AML apparently happens to be a cancer of the white blood cells. Acute leukaemia can be described as a cancer that advances in no time and that does so too aggressively, which in most cases requires urgent treatment. AML gets classified depending on the blood cells that have been affected. There are two major types of blood cells, mainly monocytes and granulocytes, which come from the family of lymphocytes, and myeloid stem cells, which root from lymphoid stem cells. According to Professor David Bryder from experimental haematology at Lund University, they have gone on to make use of an experimental mouse model which always results in leukaemia of this kind. This significantly interesting thing, he adds, is when adult mice gets added to a particular molecular cell programme that usually runs only during the foetal development, and incidentally half of them did not develop any AML.
The foetal programme which came into use by the researchers had the RNA-binding protein named LIN28. The typical function of this kind of protein is to make sure that other genes are regulated. LIN28 is majorly expressed during foetal development and fades away shortly after birth. According to a doctoral student at Bryder’s research group, AML is caused by various cell mutations. As per their research model, they follow progress from the first mutation until the disease has been established, something that is not possible in the case of humans. The mouse study puts out the fact that LIN28 indeed has a strong prophylactic effect.

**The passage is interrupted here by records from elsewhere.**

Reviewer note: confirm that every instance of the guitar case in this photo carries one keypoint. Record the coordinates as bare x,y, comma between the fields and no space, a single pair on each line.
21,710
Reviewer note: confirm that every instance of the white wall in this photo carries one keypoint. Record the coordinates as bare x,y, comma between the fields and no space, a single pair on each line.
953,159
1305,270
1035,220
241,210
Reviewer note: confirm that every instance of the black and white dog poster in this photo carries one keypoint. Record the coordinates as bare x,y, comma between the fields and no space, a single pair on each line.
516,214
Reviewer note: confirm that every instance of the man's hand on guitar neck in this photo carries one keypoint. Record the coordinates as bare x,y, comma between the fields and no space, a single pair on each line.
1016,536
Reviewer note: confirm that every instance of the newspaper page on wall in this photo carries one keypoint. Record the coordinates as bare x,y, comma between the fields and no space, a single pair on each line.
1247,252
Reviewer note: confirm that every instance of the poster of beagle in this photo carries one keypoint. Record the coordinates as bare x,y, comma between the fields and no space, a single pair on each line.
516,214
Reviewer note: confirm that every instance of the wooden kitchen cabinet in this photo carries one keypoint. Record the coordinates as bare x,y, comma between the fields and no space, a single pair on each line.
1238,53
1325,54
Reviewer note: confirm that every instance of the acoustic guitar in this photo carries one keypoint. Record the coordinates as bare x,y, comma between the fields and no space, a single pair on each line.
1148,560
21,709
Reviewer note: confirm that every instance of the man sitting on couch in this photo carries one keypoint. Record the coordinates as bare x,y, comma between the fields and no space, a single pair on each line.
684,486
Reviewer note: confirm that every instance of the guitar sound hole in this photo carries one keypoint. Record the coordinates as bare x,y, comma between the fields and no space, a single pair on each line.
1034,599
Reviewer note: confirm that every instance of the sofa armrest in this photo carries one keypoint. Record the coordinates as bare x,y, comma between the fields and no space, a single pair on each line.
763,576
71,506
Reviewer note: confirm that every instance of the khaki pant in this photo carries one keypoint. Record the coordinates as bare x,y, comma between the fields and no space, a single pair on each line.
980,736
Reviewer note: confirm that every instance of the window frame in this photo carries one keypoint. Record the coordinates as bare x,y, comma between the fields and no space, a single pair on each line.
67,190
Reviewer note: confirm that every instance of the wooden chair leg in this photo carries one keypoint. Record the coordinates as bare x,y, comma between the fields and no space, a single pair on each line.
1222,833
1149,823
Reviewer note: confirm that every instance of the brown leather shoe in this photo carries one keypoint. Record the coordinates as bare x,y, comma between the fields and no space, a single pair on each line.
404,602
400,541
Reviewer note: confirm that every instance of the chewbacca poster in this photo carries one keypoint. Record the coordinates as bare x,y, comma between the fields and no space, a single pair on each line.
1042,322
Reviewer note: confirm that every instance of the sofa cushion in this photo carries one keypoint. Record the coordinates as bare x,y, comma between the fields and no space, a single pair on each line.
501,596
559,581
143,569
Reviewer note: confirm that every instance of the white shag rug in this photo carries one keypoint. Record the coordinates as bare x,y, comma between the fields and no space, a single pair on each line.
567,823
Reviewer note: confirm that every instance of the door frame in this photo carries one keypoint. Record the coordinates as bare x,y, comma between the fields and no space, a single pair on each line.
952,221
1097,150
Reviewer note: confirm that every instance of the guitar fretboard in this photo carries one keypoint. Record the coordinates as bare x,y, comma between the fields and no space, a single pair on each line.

The foetal development programme can go on to help in treating leukaemia in adults. The researchers had initially taken samples from a huge pool of patients who were diagnosed with AML. There were 98% of patients who had no LIN28 expression, and even those who did, their expression levels were extremely low. The researchers thereafter carried out a more in-depth functional as well as molecular study in the mouse model in order to gauge what happens post-activation of LIN28.
The researchers observed that in mice, the molecular foetal programme went on to protect against the disease by colliding with the AML driving mechanisms. However, according to Bryder, one needs to look into the fact that how can such a programme can be reactivated in human cells.